Union Credit Debuts Credit Union Lending Marketplace

Union Credit on Monday (July 17) announced the launch of what it called the “first marketplace for credit unions to make firm, one-click credit offers at the point of purchase.”

According to a news release, the marketplace lets CUs reach new and credit-worthy members who aren’t in their ecosystem, thus increasing loan volume and member acquisition and improving their competitive edge. 

“Through a simple one-click loan activation embedded within their daily retail and financial activities, consumers can now access affordable credit like never before, through more convenient, transparent financing,” the company said.

Union Credit said it announced its strategy for the marketplace at the start of the year and has spent the intervening months forming partnerships with other companies, including a collaboration with TransUnion announced in April.

Dave Buerger, Union Credit co-founder and CEO, said the marketplace will help credit unions reach millions of consumers, extend their services beyond traditional marketing channels and improve financial inclusion and equality.

“With a wide array of competitively priced products and services, credit unions are ideally suited to address consumers’ unique financial situations by responsibly granting relevant product options that match their needs and help them attain financial wellness,” he added.

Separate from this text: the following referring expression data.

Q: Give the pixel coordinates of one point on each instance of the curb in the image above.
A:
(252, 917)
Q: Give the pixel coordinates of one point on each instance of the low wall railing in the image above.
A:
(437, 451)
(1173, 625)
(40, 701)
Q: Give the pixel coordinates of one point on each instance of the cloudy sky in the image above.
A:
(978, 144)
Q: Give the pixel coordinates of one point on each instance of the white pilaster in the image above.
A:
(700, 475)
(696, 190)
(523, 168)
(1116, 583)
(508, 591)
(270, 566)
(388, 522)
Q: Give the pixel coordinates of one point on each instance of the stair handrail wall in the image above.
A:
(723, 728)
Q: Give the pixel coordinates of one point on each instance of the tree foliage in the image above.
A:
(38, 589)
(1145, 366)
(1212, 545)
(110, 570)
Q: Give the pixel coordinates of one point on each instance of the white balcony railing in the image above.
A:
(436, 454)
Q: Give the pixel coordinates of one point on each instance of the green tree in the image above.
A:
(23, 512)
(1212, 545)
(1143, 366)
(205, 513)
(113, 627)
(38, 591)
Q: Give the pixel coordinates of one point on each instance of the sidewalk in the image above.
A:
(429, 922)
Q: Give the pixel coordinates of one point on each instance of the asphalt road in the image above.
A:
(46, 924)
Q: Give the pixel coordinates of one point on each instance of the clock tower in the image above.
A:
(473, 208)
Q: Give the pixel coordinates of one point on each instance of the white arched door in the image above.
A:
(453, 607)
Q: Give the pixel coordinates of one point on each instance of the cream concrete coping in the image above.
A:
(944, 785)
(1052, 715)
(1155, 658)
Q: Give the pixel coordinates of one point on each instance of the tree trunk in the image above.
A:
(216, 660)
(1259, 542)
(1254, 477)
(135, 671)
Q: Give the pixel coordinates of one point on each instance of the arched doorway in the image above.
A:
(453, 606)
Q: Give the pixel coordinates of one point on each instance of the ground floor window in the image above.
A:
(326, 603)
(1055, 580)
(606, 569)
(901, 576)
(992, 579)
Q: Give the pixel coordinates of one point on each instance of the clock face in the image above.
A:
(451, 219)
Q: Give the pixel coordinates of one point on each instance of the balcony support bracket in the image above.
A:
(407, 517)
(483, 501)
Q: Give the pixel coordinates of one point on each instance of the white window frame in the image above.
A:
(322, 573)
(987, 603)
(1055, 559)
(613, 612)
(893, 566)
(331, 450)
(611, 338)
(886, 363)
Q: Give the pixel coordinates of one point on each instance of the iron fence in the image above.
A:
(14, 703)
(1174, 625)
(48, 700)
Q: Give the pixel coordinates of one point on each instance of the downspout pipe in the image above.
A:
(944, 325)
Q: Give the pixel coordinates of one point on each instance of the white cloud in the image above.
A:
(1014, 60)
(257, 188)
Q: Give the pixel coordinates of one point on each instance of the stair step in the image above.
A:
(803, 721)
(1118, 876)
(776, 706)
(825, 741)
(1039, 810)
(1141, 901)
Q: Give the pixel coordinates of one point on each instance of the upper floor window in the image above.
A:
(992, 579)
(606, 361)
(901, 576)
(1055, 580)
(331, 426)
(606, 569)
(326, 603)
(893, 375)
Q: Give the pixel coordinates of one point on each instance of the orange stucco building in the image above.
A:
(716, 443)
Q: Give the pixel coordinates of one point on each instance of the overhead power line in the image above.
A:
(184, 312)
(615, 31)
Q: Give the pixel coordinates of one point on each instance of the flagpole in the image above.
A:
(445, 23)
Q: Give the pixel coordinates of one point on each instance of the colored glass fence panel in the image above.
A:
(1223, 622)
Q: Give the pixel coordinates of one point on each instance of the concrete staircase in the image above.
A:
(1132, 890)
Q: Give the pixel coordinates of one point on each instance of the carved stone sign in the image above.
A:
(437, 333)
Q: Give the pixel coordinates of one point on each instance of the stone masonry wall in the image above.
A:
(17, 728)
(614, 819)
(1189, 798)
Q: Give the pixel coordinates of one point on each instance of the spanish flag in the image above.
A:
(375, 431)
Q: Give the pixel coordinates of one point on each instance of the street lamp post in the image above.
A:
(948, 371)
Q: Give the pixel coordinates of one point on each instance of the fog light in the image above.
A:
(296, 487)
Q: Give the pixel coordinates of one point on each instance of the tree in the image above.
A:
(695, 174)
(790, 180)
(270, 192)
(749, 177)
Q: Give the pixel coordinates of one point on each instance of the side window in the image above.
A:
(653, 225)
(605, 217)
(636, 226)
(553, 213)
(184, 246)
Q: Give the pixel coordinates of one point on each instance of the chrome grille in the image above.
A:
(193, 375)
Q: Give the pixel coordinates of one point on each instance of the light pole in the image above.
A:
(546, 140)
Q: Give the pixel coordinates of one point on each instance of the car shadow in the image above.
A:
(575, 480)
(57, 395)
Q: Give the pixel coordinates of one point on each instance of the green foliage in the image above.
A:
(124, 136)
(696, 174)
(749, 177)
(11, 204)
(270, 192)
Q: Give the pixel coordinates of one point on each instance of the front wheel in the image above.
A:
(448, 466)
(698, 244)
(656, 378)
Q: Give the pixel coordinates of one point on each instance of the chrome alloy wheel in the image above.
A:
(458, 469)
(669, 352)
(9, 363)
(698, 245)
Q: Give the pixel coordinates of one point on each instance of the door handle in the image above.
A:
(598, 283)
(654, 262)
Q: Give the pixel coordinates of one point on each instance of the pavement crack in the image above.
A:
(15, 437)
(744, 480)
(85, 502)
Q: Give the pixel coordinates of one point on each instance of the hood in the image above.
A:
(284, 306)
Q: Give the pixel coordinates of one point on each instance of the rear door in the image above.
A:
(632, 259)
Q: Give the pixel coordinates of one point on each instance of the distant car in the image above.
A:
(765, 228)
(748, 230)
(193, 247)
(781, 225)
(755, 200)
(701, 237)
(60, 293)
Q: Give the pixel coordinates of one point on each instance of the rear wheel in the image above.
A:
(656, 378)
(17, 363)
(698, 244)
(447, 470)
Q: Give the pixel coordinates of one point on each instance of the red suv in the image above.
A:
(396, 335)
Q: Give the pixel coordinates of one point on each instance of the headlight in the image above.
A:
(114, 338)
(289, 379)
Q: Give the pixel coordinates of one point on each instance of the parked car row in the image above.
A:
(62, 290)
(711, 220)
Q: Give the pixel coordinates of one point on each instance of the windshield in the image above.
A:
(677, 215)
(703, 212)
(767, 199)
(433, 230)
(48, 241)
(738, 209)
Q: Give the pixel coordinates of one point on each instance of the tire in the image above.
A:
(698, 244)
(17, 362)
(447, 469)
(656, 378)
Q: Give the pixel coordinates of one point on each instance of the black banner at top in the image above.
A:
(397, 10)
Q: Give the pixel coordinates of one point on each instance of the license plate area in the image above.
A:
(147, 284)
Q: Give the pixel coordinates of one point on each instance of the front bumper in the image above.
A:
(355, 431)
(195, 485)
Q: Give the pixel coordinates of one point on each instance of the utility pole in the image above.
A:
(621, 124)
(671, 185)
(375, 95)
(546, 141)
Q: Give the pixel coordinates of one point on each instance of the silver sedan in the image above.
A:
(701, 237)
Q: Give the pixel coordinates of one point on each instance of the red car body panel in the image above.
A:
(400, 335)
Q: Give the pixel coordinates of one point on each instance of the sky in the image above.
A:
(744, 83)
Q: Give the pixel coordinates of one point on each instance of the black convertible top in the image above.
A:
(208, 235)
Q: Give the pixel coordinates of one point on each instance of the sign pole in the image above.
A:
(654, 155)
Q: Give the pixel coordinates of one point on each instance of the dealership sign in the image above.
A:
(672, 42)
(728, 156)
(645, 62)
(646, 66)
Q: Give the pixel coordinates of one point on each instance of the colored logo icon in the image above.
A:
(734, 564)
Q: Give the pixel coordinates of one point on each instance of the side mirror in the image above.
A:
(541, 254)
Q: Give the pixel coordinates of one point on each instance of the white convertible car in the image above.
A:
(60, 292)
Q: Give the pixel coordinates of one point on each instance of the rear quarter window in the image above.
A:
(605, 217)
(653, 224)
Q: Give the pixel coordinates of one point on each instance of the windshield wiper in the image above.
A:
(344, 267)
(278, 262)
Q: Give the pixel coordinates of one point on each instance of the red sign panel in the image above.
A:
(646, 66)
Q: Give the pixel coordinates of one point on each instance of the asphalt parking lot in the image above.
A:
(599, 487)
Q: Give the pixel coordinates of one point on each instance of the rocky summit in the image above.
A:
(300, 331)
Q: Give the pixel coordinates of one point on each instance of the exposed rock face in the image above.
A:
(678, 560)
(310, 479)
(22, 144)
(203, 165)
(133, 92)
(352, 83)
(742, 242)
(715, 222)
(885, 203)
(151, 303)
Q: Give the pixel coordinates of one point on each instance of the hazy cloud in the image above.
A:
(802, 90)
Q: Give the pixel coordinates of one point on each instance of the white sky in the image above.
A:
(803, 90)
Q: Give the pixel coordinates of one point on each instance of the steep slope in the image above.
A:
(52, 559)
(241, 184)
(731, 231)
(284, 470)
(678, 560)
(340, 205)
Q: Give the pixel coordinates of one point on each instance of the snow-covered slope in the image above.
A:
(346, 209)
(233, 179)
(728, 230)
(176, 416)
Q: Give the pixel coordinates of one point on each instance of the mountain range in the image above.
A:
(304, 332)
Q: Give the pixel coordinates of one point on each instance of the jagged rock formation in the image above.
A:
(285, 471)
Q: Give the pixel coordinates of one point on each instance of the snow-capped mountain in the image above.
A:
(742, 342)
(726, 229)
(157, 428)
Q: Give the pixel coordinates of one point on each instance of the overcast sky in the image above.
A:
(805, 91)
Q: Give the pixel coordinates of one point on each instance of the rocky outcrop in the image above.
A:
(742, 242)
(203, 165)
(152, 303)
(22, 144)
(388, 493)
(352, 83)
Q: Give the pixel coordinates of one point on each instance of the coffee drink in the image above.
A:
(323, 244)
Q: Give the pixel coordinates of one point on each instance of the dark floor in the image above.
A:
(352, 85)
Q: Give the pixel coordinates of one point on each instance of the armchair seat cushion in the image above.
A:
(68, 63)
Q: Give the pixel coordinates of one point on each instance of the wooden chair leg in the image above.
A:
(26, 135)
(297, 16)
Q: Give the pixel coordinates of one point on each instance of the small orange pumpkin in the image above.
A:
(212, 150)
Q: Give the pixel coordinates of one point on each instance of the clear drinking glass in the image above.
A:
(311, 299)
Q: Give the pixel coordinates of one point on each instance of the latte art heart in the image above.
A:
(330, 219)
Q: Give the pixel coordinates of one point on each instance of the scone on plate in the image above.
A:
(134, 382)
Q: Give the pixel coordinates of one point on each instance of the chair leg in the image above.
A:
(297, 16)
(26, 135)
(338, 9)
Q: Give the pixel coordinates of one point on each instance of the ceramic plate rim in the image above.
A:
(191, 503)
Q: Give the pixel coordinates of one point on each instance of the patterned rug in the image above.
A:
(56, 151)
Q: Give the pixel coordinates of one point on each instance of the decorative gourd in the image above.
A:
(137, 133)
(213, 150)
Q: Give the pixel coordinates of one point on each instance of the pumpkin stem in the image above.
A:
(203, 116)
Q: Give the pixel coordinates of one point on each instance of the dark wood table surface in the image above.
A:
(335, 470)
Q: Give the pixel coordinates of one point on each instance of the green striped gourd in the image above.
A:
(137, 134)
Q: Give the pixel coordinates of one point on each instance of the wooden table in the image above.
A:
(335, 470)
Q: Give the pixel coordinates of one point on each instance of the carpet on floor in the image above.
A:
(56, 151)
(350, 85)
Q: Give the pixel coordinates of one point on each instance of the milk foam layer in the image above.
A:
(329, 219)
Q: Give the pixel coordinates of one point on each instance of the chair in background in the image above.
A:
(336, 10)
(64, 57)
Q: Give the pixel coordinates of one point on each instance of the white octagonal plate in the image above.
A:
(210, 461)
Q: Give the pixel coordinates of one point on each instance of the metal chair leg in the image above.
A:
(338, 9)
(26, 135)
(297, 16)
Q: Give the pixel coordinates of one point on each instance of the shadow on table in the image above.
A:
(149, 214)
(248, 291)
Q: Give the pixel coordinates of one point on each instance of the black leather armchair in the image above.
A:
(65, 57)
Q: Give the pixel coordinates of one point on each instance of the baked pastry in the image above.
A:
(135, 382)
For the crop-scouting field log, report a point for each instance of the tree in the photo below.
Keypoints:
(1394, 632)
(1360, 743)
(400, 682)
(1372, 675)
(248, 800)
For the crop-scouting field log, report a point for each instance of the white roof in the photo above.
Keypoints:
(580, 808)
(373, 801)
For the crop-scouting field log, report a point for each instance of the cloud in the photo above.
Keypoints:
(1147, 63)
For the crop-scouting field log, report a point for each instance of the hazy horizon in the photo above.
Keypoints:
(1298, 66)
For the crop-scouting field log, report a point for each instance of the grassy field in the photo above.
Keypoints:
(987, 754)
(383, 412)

Meanwhile, PYMNTS wrote Monday about the secret weapon CUs have in the face of high inflation and increasingly costly credit.

Scott Young, managing vice president of emerging services at PSCU, told PYMNTS that credit unions can benefit from their lending operations, appealing to crucial demographics with the right offers at the right time.

As joint research between PYMNTS and Young’s organization has found, just about 50% of millennials and bridge millennials reported a willingness to switch banks for a financial institution that would be able to offer them better loan terms.

Those numbers are encouraging, said Young, who argued that credit unions have an inherent edge when it comes to lending: “Credit unions have had much more competitive loan terms, given our not-for-profit structure.”

For the credit unions that get it right, employing data to fine-tune their offerings and loan terms can pay dividends, in the form of long-lasting member relationships that could last for decades. 

“Credit unions can, should and probably will utilize targeted marketing campaigns that highlight competitive loan terms, which include lower interest rates and payment options,” Young said. Ideally, CUs should show the cost savings tied to its loans versus competitors’ offerings.